A Snapshot of Korea's Squeezed Middle
Eight out of every 10 middle-class Koreans feel they are poor, and a majority of them face falling into poverty after retirement. Few have the capacity to save up for their retirement due to the high cost of living and education of their children.
As a result, most retirees have no means of supporting themselves other than paltry monthly payments from the National Pension Service.
NH Investment and Securities in a report released Wednesday detailed the characteristics of Korea's average middle-class household. Statistics Korea classifies middle class as people earning between W1.88 million and W5.63 million a month, and 65.4 percent of total households still fall into this category (US$1=W1,182).
NH surveyed 1,128 middle-class people in their 30s to 50s.
◆ Ordinary Lives
The survey suggests that the average middle-class household owns a 102.4 sq.m apartment and a mid-sized or larger car, drinks 2.1 cups of coffee a day, spends W6,200 on lunch and works 8.2 hours a day.
Middle-class workers spend only 1.7 hours on average a day with their family, but half of them went on holiday overseas over the last three years. They saw a movie or attended some other cultural performance 0.9 times a month.
But only 19.8 percent of the respondents see themselves as middle class, while 79.1 percent claim they are in the low-income bracket. They say they would need a monthly salary of at least W5.15 million to satisfy the living standards they desired, and net assets of at least W660 million.
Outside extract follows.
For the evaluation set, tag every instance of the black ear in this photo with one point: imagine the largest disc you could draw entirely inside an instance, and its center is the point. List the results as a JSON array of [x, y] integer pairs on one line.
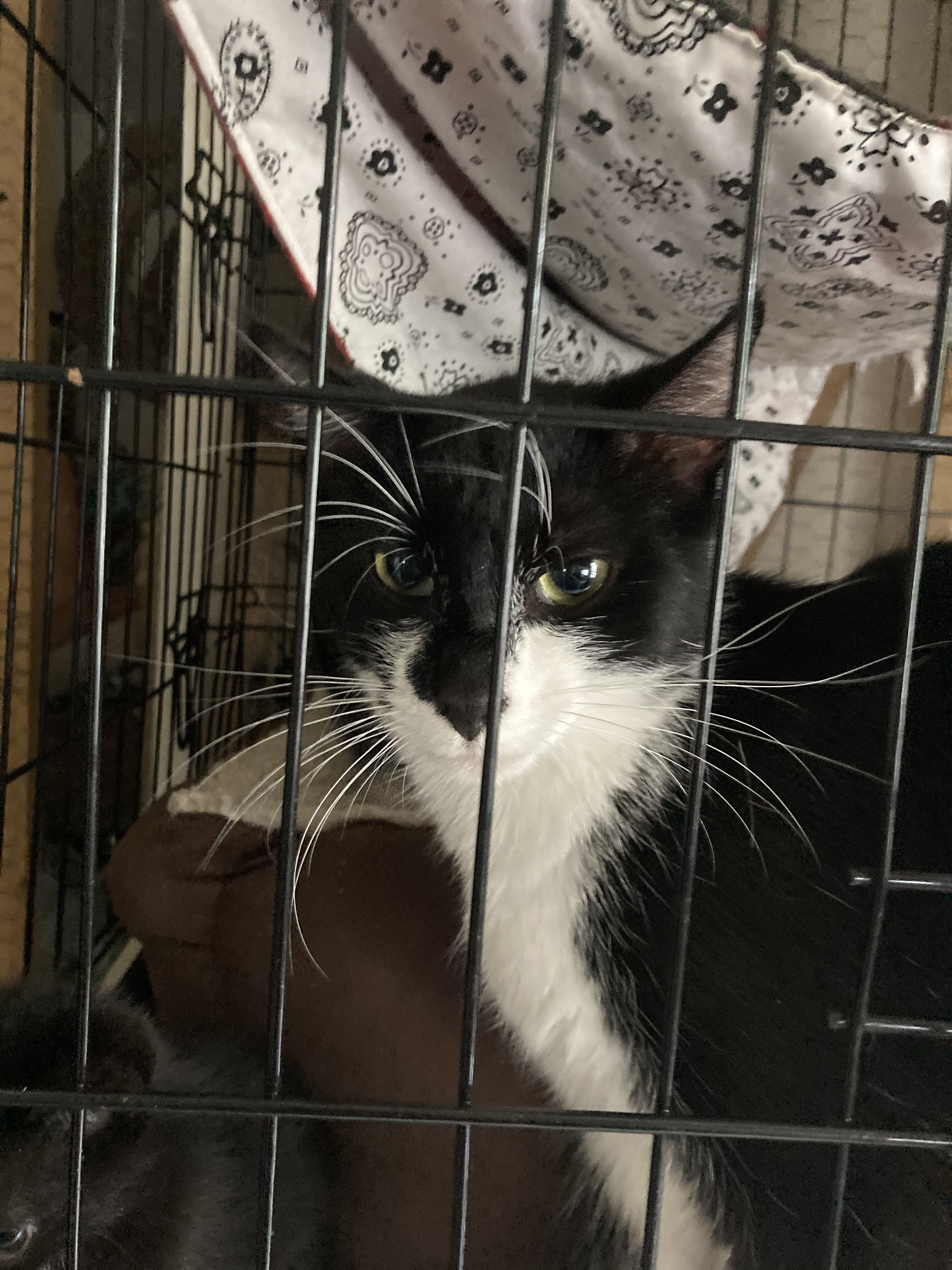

Instead, their average assets are W230 million. Statistics Korea classifies middle class households based on monthly income, but NH says consumption and quality of life factors must also be considered.
◆ Poverty After Retirement
Also, 39.9 percent of the people surveyed said their monthly income after retirement would be less than W1 million a month, the lowest limit for a senior citizen to still be considered middle class.
That means four out of 10 believe they will end up being poor after retirement. The proportion is higher among men in their 50s nearing retirement.
What makes their anxiety plausible is that as many as 48.7 percent said that they are not preparing for retirement, while 11.3 percent admit they do not know what their financial situation after retirement will be.
A mere 13.9 percent are saving money in the National Pension Service, retirement pension run by the Labor Ministry and private pension programs. NH said many want to save up for their retirement but do not have the capacity.
Each household spends W373,000 a month on private crammers for their children and W136,000 on the weddings or funerals of friends and relatives. These extra expenditures make it nigh-impossible to save up for retirement.
"Living a middle class life is not as easy as it sounds," said Lee Yun-hak, an expert in senior living. "It's a good idea to postpone retirement as long as possible or start putting money aside in pension programs and live in smaller homes."